2012 erkauft sich der chinesische Baumaschinenhersteller Sany mit der Übernahme des Betonpumpenbauers Putzmeister die Weltmarktführerschaft in diesem Bereich. Ebenfalls 2012 sichert sich der chinesische Automobilzulieferer Hebei Lingyun die Aktienmehrheit am weltgrößten Schließsystemehersteller Kiekert, um seine eigenen Produkte – Türkomponenten und Zierteile – auch an Kiekert-Kunden zu bringen. Im gleichen Jahr lässt sich der chinesische Motorenbauer Weichai Power den Einstieg bei Europas größtem Gabelstaplerhersteller Kion insgesamt 1,1Mrd.€€ kosten. 2014 übernimmt TMT den Automobilzulieferer Boge Elastmetall mit dem Ziel, in der internationalen Automobilindustrie zur Nummer eins im Bereich Gummi/Metallkomponenten und Kunststoffmodule zu werden.
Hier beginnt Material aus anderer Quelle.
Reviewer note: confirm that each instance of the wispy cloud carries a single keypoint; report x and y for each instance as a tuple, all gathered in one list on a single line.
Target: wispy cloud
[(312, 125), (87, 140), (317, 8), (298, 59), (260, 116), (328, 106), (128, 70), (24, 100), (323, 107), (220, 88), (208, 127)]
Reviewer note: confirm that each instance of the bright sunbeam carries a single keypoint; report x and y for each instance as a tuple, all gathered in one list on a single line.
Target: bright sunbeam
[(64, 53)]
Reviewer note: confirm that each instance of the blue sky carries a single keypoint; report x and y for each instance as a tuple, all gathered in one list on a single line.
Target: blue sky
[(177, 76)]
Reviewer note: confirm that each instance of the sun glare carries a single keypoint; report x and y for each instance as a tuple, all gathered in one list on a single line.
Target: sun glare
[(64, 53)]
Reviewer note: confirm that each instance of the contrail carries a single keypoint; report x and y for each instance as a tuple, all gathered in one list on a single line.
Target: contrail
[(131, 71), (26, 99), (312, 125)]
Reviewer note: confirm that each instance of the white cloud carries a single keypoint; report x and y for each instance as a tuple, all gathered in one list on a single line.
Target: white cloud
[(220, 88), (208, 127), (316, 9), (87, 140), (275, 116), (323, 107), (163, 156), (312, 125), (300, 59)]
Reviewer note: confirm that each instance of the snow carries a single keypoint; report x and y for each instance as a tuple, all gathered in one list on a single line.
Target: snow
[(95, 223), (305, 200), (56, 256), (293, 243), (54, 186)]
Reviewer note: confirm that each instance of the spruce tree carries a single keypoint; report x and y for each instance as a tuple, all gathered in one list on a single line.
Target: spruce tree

Anfang 2016 kauft der Staatskonzern Chemchina gemeinsam mit einigen Kleinanlegern den Kunststoffmaschinenbauer Kraussmaffei Group, der neben dem Engel-Konzern aus Österreich als Weltmarktführer in diesem Metier gilt. Wenige Monate später wird der chinesische Klimaanlagen- und Hausgerätebauer Midea Hauptaktionär bei Kuka. Kurz darauf verkauft die Deutsche Beteiligungs AG den Luft- und Raumfahrtzulieferer Broetje-Automation an Shanghai Electric, die damit direkten Zugang zu den weltweit tätigen Flugzeugbauern erhält. Und ganz aktuell: Der Automobilzulieferer ZMJ und der Investor CRCI – beide aus dem Reich der Mitte – kaufen Bosch die Anlassersparte ab und dürfen dadurch viele renommierte Automobilbauer weltweit zu ihren Kunden zählen.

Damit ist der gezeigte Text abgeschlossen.